---
title: "Auth pattern — Supabase Auth + RLS"
url: https://mdfy.app/mjpt9oz8
updated: 2026-05-16T14:17:17.590Z
source: "demo-seed"
---
# Auth pattern — Supabase Auth + RLS

## Why Supabase Auth (not Clerk / NextAuth / Auth0)

- Same vendor as DB → JWT `sub` ↔ `auth.users.id` join is native (no email-lookup roundtrip)
- RLS lives next to the data — auth and authz are one table read away
- Magic link + Google + GitHub out of the box
- Free up to 50k MAU; matches our pre-revenue runway

## RLS policies (per role)

```sql
-- Tenant isolation: every table has user_id or organization_id
CREATE POLICY "own rows only" ON pages
  FOR SELECT USING (
    organization_id IN (
      SELECT organization_id FROM organization_members
      WHERE user_id = auth.uid()
    )
  );
```

Editors get write access. Viewers get read-only.

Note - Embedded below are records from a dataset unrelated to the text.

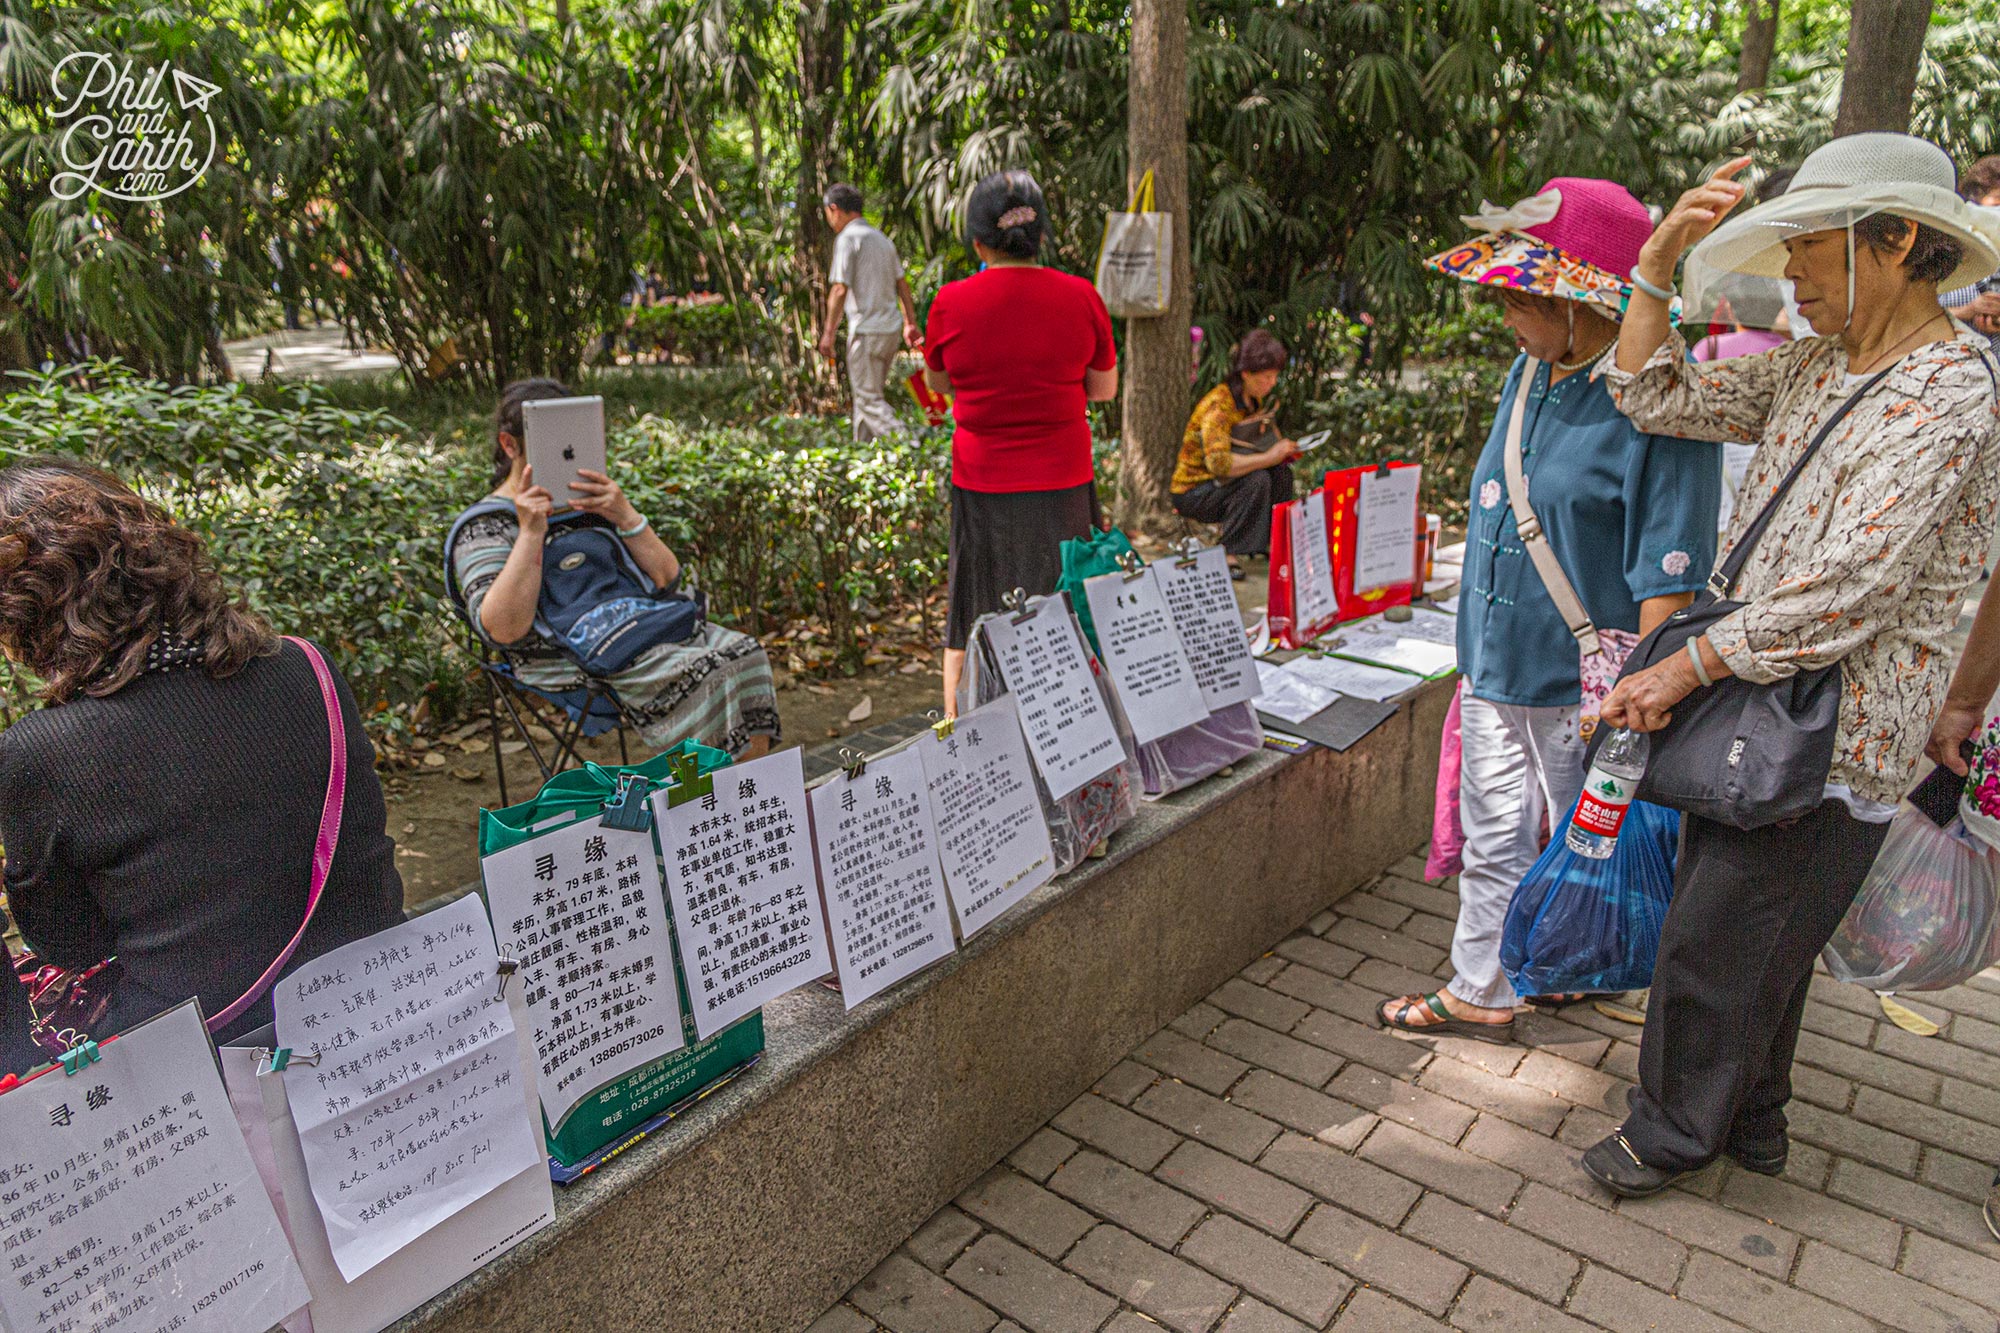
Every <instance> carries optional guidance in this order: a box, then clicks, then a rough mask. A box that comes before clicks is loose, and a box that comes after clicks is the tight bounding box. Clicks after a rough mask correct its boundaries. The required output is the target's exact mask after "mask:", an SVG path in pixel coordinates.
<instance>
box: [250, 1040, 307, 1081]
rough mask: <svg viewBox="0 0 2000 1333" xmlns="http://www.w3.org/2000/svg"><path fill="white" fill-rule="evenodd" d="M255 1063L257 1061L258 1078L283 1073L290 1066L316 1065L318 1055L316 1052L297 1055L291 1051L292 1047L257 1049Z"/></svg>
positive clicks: (293, 1051) (256, 1065)
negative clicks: (270, 1048)
mask: <svg viewBox="0 0 2000 1333" xmlns="http://www.w3.org/2000/svg"><path fill="white" fill-rule="evenodd" d="M256 1061H258V1063H256V1073H258V1077H264V1075H268V1073H284V1071H286V1069H290V1067H292V1065H318V1063H320V1053H318V1051H310V1053H298V1051H292V1047H276V1049H264V1047H258V1053H256Z"/></svg>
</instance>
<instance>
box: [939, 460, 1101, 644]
mask: <svg viewBox="0 0 2000 1333" xmlns="http://www.w3.org/2000/svg"><path fill="white" fill-rule="evenodd" d="M1096 516H1098V492H1096V486H1094V484H1092V482H1084V484H1082V486H1064V488H1062V490H966V488H964V486H956V484H954V486H952V544H950V566H948V568H950V572H948V580H950V598H948V600H950V612H948V614H946V618H944V644H946V646H948V648H964V646H966V640H968V638H970V636H972V622H974V620H978V618H980V616H982V614H986V612H988V610H1000V598H1002V596H1006V594H1008V592H1012V590H1014V588H1022V590H1024V592H1028V594H1038V592H1054V590H1056V580H1058V578H1060V576H1062V542H1064V540H1066V538H1070V536H1088V534H1090V528H1094V526H1096Z"/></svg>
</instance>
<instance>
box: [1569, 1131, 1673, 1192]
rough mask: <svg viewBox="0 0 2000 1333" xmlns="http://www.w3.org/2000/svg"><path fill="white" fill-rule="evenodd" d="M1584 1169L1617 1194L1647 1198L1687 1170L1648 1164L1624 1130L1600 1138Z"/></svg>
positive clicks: (1592, 1146) (1586, 1154)
mask: <svg viewBox="0 0 2000 1333" xmlns="http://www.w3.org/2000/svg"><path fill="white" fill-rule="evenodd" d="M1584 1171H1586V1173H1588V1175H1590V1179H1592V1181H1596V1183H1598V1185H1602V1187H1604V1189H1608V1191H1612V1193H1614V1195H1624V1197H1626V1199H1646V1197H1648V1195H1656V1193H1660V1191H1662V1189H1666V1187H1668V1185H1672V1183H1674V1181H1678V1179H1680V1177H1684V1175H1690V1173H1688V1171H1670V1169H1666V1167H1648V1165H1646V1163H1642V1161H1640V1159H1638V1153H1634V1151H1632V1145H1630V1143H1626V1137H1624V1131H1618V1133H1612V1135H1608V1137H1604V1139H1598V1143H1596V1145H1592V1147H1590V1149H1588V1151H1586V1153H1584Z"/></svg>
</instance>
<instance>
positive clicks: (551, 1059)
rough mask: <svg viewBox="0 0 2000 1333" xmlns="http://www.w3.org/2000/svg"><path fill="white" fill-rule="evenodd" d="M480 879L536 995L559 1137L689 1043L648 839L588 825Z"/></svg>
mask: <svg viewBox="0 0 2000 1333" xmlns="http://www.w3.org/2000/svg"><path fill="white" fill-rule="evenodd" d="M480 877H482V879H484V881H486V901H488V903H490V907H492V915H494V927H496V929H494V935H498V937H500V945H502V951H504V953H508V955H512V957H514V959H516V961H518V963H520V981H522V983H524V985H526V987H528V1013H530V1015H532V1017H534V1055H536V1059H538V1061H540V1079H538V1085H540V1089H542V1109H544V1111H546V1113H548V1123H550V1125H552V1127H556V1129H560V1127H562V1119H564V1117H566V1115H568V1113H570V1111H572V1109H574V1107H576V1103H580V1101H582V1099H584V1097H588V1095H590V1093H594V1091H598V1089H600V1087H604V1085H606V1083H610V1081H612V1079H616V1077H620V1075H628V1073H632V1071H634V1069H640V1067H642V1065H650V1063H654V1061H656V1059H660V1057H662V1055H672V1053H674V1051H680V1049H682V1047H684V1045H686V1039H684V1037H682V1033H680V995H678V991H676V987H674V947H672V945H670V943H668V939H666V901H664V899H662V897H660V865H658V861H654V855H652V835H650V833H630V831H626V829H606V827H604V825H602V823H598V821H596V819H584V821H578V823H574V825H568V827H566V829H556V831H554V833H544V835H542V837H536V839H528V841H526V843H516V845H514V847H508V849H506V851H498V853H494V855H490V857H486V859H482V861H480Z"/></svg>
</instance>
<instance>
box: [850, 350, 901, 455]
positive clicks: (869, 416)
mask: <svg viewBox="0 0 2000 1333" xmlns="http://www.w3.org/2000/svg"><path fill="white" fill-rule="evenodd" d="M898 350H902V334H900V332H892V334H848V388H852V390H854V438H856V440H874V438H878V436H884V434H894V432H896V430H902V422H900V420H896V408H892V406H890V404H888V398H886V396H884V394H882V384H884V382H888V368H890V366H894V364H896V352H898Z"/></svg>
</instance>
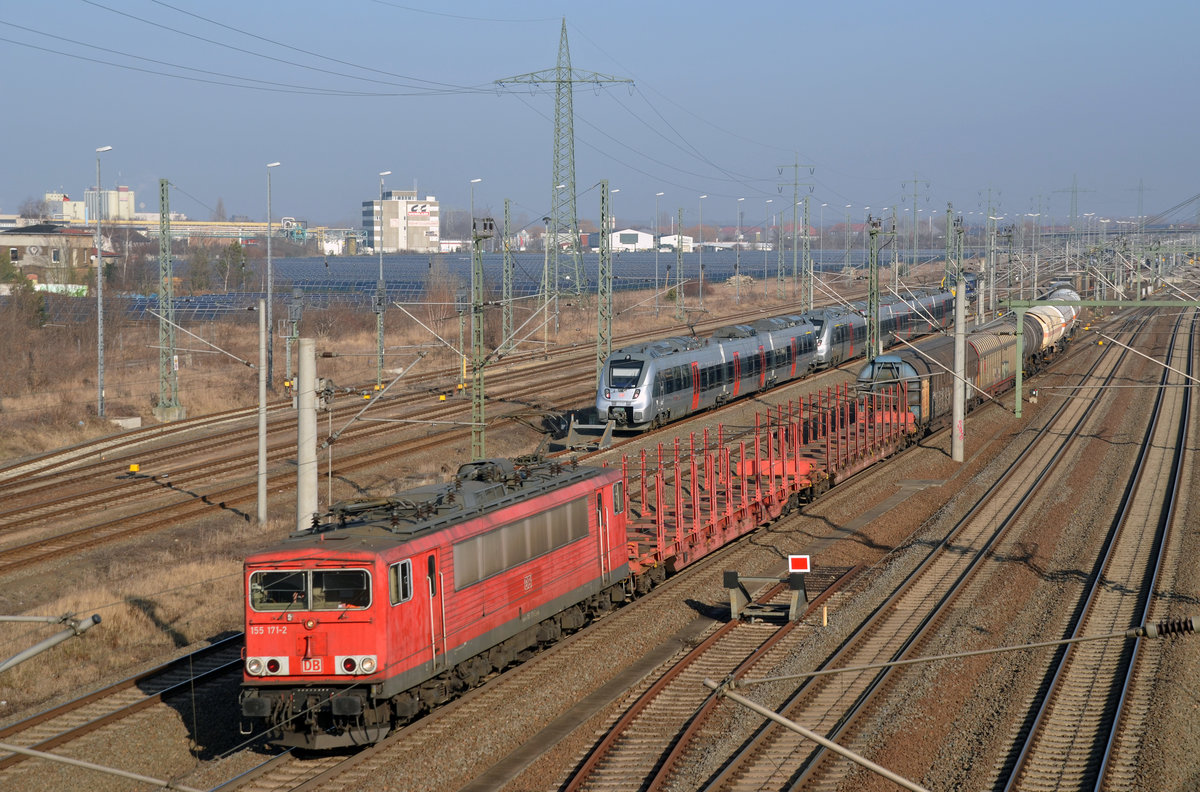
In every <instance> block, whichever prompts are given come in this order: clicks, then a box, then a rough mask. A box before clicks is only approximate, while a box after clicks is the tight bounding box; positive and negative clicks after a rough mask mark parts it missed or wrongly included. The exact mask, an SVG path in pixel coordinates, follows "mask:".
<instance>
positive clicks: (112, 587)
mask: <svg viewBox="0 0 1200 792" xmlns="http://www.w3.org/2000/svg"><path fill="white" fill-rule="evenodd" d="M241 526H244V523H240V522H234V521H230V522H229V524H227V526H220V527H217V526H208V527H203V528H200V529H197V530H192V532H188V533H187V534H186V535H182V536H179V538H175V539H173V540H168V541H167V545H169V546H163V547H161V548H160V550H156V551H152V552H144V551H142V550H140V548H139V551H138V552H136V553H130V552H121V551H118V552H115V553H114V554H113V556H112V558H110V560H108V563H107V564H106V565H103V569H102V574H101V575H97V577H98V578H102V580H103V582H97V583H96V584H95V586H91V587H88V588H80V589H77V590H71V592H68V593H65V594H61V595H60V596H58V598H55V599H53V600H49V601H47V602H44V604H42V605H38V606H37V607H34V608H30V610H29V611H26V612H25V613H24V614H25V616H61V614H72V616H73V617H74V618H78V619H83V618H86V617H89V616H91V614H92V613H96V614H98V616H100V617H101V623H100V624H98V625H97V626H94V628H91V629H90V630H89V631H88V632H85V634H84V635H83V636H80V637H74V638H70V640H67V641H66V642H64V643H61V644H59V646H56V647H54V648H53V649H50V650H48V652H46V653H43V654H41V655H38V656H37V658H35V659H32V660H28V661H25V662H23V664H20V665H18V666H16V667H13V668H10V670H8V671H7V672H6V673H4V674H0V719H4V720H8V719H11V718H14V716H17V715H20V714H28V713H29V712H30V710H32V709H35V708H42V707H44V706H47V704H48V703H49V702H52V701H54V700H55V698H58V697H60V696H64V695H66V694H67V691H70V695H78V694H80V692H84V691H88V690H91V689H94V688H95V686H96V684H97V680H101V679H114V678H120V677H124V676H127V674H130V673H132V670H134V668H137V667H140V666H144V665H145V664H148V662H151V661H154V662H158V661H161V660H162V659H164V658H168V656H173V655H176V654H180V653H181V650H182V649H184V648H185V647H188V646H192V644H196V643H198V642H206V641H211V640H214V638H216V637H218V636H221V635H222V634H224V632H228V631H230V630H239V629H241V623H242V610H241V562H242V557H244V556H245V554H246V552H247V551H250V550H257V548H260V547H262V546H263V545H264V544H266V542H268V541H269V540H268V539H266V536H268V535H270V536H282V535H284V534H286V533H287V532H288V529H289V528H290V520H288V521H287V522H284V521H283V520H275V521H272V523H271V524H270V526H268V528H266V529H260V528H246V527H241ZM61 629H62V628H61V626H59V625H49V624H47V625H24V624H23V625H19V626H13V628H10V629H7V630H6V631H5V635H4V637H5V641H4V644H2V646H4V647H5V650H4V654H5V656H10V655H12V654H16V653H17V652H19V650H22V649H24V648H26V647H29V646H32V644H34V643H36V642H37V641H41V640H42V638H46V637H48V636H50V635H53V634H55V632H58V631H59V630H61Z"/></svg>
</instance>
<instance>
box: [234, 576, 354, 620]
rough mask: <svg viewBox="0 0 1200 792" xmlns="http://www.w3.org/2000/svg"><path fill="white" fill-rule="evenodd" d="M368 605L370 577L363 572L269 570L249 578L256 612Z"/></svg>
mask: <svg viewBox="0 0 1200 792" xmlns="http://www.w3.org/2000/svg"><path fill="white" fill-rule="evenodd" d="M370 604H371V575H370V574H367V571H366V570H362V569H316V570H311V571H308V570H271V571H260V572H254V574H253V575H251V576H250V606H251V607H252V608H254V610H256V611H287V610H298V611H336V610H343V608H359V607H367V606H368V605H370Z"/></svg>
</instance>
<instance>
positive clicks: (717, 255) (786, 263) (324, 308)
mask: <svg viewBox="0 0 1200 792" xmlns="http://www.w3.org/2000/svg"><path fill="white" fill-rule="evenodd" d="M824 253H826V259H828V260H829V262H830V263H829V264H826V265H823V266H822V269H840V268H841V266H842V265H844V259H842V252H841V251H826V252H824ZM851 253H852V254H853V256H854V258H856V260H854V262H853V264H854V265H858V264H859V263H860V260H859V259H860V258H862V251H851ZM703 258H704V262H703V263H704V278H706V280H707V281H709V282H716V281H724V280H726V278H728V277H731V276H732V275H733V271H734V263H736V262H737V260H739V264H740V272H742V274H743V275H749V276H751V277H756V278H758V277H763V276H764V277H767V278H768V280H773V278H774V277H775V274H776V268H778V252H775V251H770V252H768V254H766V256H764V254H763V253H762V252H758V251H743V252H742V254H740V257H739V259H738V257H737V256H736V254H734V252H733V251H727V250H726V251H715V252H714V251H707V252H706V254H704V257H703ZM545 262H546V259H545V257H544V254H542V253H540V252H539V253H536V254H529V253H521V254H516V256H514V283H512V295H514V298H527V296H530V295H535V294H538V293H539V292H540V289H541V278H542V266H544V265H545ZM676 262H677V258H676V254H674V253H668V252H661V253H659V254H658V256H655V253H653V252H649V253H647V252H637V253H614V254H613V289H614V290H625V289H644V288H652V287H653V286H654V284H655V283H658V284H659V286H660V288H665V287H666V286H667V281H666V278H667V276H668V274H670V277H671V281H672V282H673V281H674V280H677V278H678V274H677V272H673V271H672V268H673V266H676ZM503 265H504V257H503V256H502V254H499V253H486V254H485V256H484V280H485V282H486V284H487V287H486V288H487V289H490V290H491V292H492V293H493V294H499V292H500V283H502V278H503ZM259 266H260V268H265V263H259ZM436 266H437V270H434V268H436ZM598 266H599V262H598V257H596V256H595V254H594V253H592V254H587V256H584V257H583V271H584V274H586V277H587V281H588V284H589V288H595V281H596V271H598ZM271 269H272V274H274V286H275V288H274V294H272V296H274V300H275V306H276V310H281V308H282V310H283V312H284V313H283V314H282V316H286V310H287V304H288V302H289V301H290V300H292V293H293V289H300V290H301V292H302V295H304V298H302V299H304V305H305V310H306V311H322V310H328V308H350V310H361V311H365V312H371V310H372V305H373V299H374V293H376V284H377V283H378V278H379V259H378V257H371V256H341V257H326V258H281V259H275V260H272V263H271ZM470 269H472V260H470V256H469V254H468V253H454V254H443V256H438V257H425V256H407V254H402V256H384V258H383V272H384V283H385V290H386V294H388V301H389V304H391V302H422V301H426V300H427V293H428V289H430V281H431V278H439V277H442V272H444V274H445V278H446V286H448V287H449V288H450V289H452V290H454V292H455V293H456V295H457V298H456V299H458V300H467V299H468V289H469V284H470ZM570 269H571V264H570V262H569V260H568V262H564V260H563V259H562V258H560V259H559V289H560V290H563V292H571V290H574V288H575V284H574V283H571V281H570V278H569V275H568V270H570ZM785 270H786V271H788V272H790V271H791V256H790V254H788V256H787V258H786V260H785ZM698 274H700V257H698V254H697V253H688V254H686V256H685V257H684V277H685V278H691V280H695V278H696V277H697V276H698ZM551 276H552V275H551ZM265 296H266V295H265V293H262V292H233V293H227V294H196V295H185V296H176V298H175V301H174V302H175V322H176V323H179V324H180V325H188V324H197V323H204V322H212V320H216V319H226V320H232V319H238V318H245V319H246V320H247V322H252V320H256V319H253V313H252V310H253V308H254V307H256V306H257V305H258V300H259V299H264V298H265ZM7 300H8V298H4V296H0V306H4V305H5V304H6V301H7ZM104 306H106V307H104V310H106V313H109V314H110V316H114V317H115V316H121V317H125V319H127V320H131V322H157V317H156V316H155V314H157V313H158V312H160V307H158V298H157V295H152V294H151V295H120V294H115V295H113V294H110V295H109V296H106V298H104ZM44 307H46V320H47V322H50V323H59V324H76V323H84V322H95V320H96V300H95V298H94V296H84V298H77V296H67V295H61V294H49V293H47V294H44Z"/></svg>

Admin role bypasses
via service-role key on the server only — never in the browser.

## Session handling

- Server components → `createServerClient` with cookie store
- Client components → `@supabase/ssr` browser client
- API routes → verify the JWT with `verifyAuthToken` (see `lib/verify-auth.ts`)
- Anonymous edits → cookie-grouped `anonymous_id` until first sign-in

## Magic link tips

- Email template lives in Supabase dashboard, not in code (annoying for PRs)
- 24h link TTL; user pasting into wrong browser → friction. Use OTP fallback when telemetry shows >5% magic-link bounces.

## Open questions
- Org invitations: do we want self-serve invite links or just email invitations?
- Should we move to passkeys before launch or after?